1.   À l’heure de l’impérialisme triomphant

Les publications et les multiples congrès de l’Exposition universelle ne manquent pas de présenter le changement de siècle comme un tournant pour la colonisation. Aux conquêtes du xixe siècle qui ont permis la constitution ou la reconstitution des empires coloniaux, succéderait une ère pacifique consacrée à l’organisation administrative, judiciaire, politique et financière des colonies[1]. Des sciences nouvelles et ad hoc prétendent accompagner et éclairer cette évolution, ainsi le premier congrès international de Sociologie coloniale est organisé en grande pompe en août 1900. Son triomphe est pourtant éphémère, le congrès reste sans suite et si elle ne disparaît pas, la sociologie coloniale devient une spécialité périphérique, pour les différentes écoles qui proposent des définitions divergentes de la sociologie, comme pour les réseaux colonialistes qui lui font une petite place dans leurs congrès réguliers[2].

Sous la mise en scène flatteuse et rassurante de la propagande coloniale, les évolutions sont plus confuses. Posséder des colonies est devenu un privilège dont il est difficile de se passer pour compter sur la scène internationale. Deux États en plein essor et dont l’histoire récente a été marquée par la colonisation européenne, ont rejoint le groupe fermé des « puissances coloniales » à la fin des années 1890. En 1895, alors que le Japon a été victime de la politique de la canonnière trente ans plus tôt et contraint d’ouvrir ses ports au commerce extérieur, l’île chinoise de Taïwan passe sous protectorat japonais. De leur côté, les États-Unis sont intervenus dans les guerres opposant les colonies espagnoles de Cuba, de Porto-Rico et des Philippines à leur métropole en 1898. Déclaration du CPDI en faveur des Phillipines, journal Le Temps 24 juin 1899Drapés dans l’utopie de la « colonisation démocratique », les enjeux géostratégiques aux Antilles et commerciaux en Asie l’ont emporté sur leur rejet historique du colonialisme.

La guerre est le principal moteur de cette contagion impérialiste. Le Japon a agressé la Chine en 1894 pour obtenir Taïwan, les guerres ont été plus longues et plus violentes encore à Cuba et aux Philippines où la « colonisation démocratique » a été imposée par la force des armes, au prix de deux ans de combat opposant les troupes américaines et la population civile.
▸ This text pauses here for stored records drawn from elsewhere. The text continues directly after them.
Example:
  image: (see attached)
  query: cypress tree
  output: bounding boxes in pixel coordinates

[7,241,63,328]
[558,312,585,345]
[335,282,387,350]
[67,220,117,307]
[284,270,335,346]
Cette « politique d’aventures et de violences » est dénoncée en juin 1899 par le CPDI qui regrette amèrement que les « nobles citoyens américains » deviennent des « oppresseurs à leur tour » au lieu de « faire la guerre pour délivrer des opprimés »[3]. Les puissances coloniales plus anciennes guerroient elles aussi, contre leurs sujets coloniaux et éventuellement entre elles. Ainsi, la compétition franco-britannique pour le centre de l’Afrique s’est terminée par trois mois de face-à-face tendu entre le capitaine Marchand et le général Kitchener à Fachoda à l’automne 1898 et par des explosions de chauvinisme belliciste dans les deux métropoles.

Si la « pacification », c’est-à-dire la transformation en administrateurs coloniaux des officiers mobilisés pour la conquête, devient le maître-mot de la politique coloniale française et si le recours régulier à la violence pour assujettir les populations colonisées apparaît de plus en plus comme une évidence tacite, il est assez difficile en 1900 de croire à la fable de la colonisation pacificatrice. À la litanie des guerres de conquête est en outre venue s’ajouter en 1899 la démonstration de leurs effets retours potentiels sur les métropoles. La Grande-Bretagne est en effet engagée depuis 1899 dans une longue guerre contre la République sud-africaine qui montre de façon très concrète comment les méthodes de coercition testées sur des sujets coloniaux peuvent être utilisées contre des populations d’ascendance européenne[4]. Sans être aussi meurtriers qu’ils l’ont été à Cuba, les camps de concentration où sont enfermées les populations civiles boers pour éviter qu’elles soutiennent la guérilla livrée par leurs armées, font des dizaines de milliers de victimes et soulèvent l’indignation, en particulier en France où l’occasion est belle de dénoncer l’avidité et l’hypocrisie de l’impérialisme britannique. Les promesses d’organisation administrative, judiciaire, politique et financière des colonies sont donc à plus d’un titre un contre-discours conçu pour séduire, ou au moins rassurer, mais qui n’emportent pas automatiquement l’adhésion.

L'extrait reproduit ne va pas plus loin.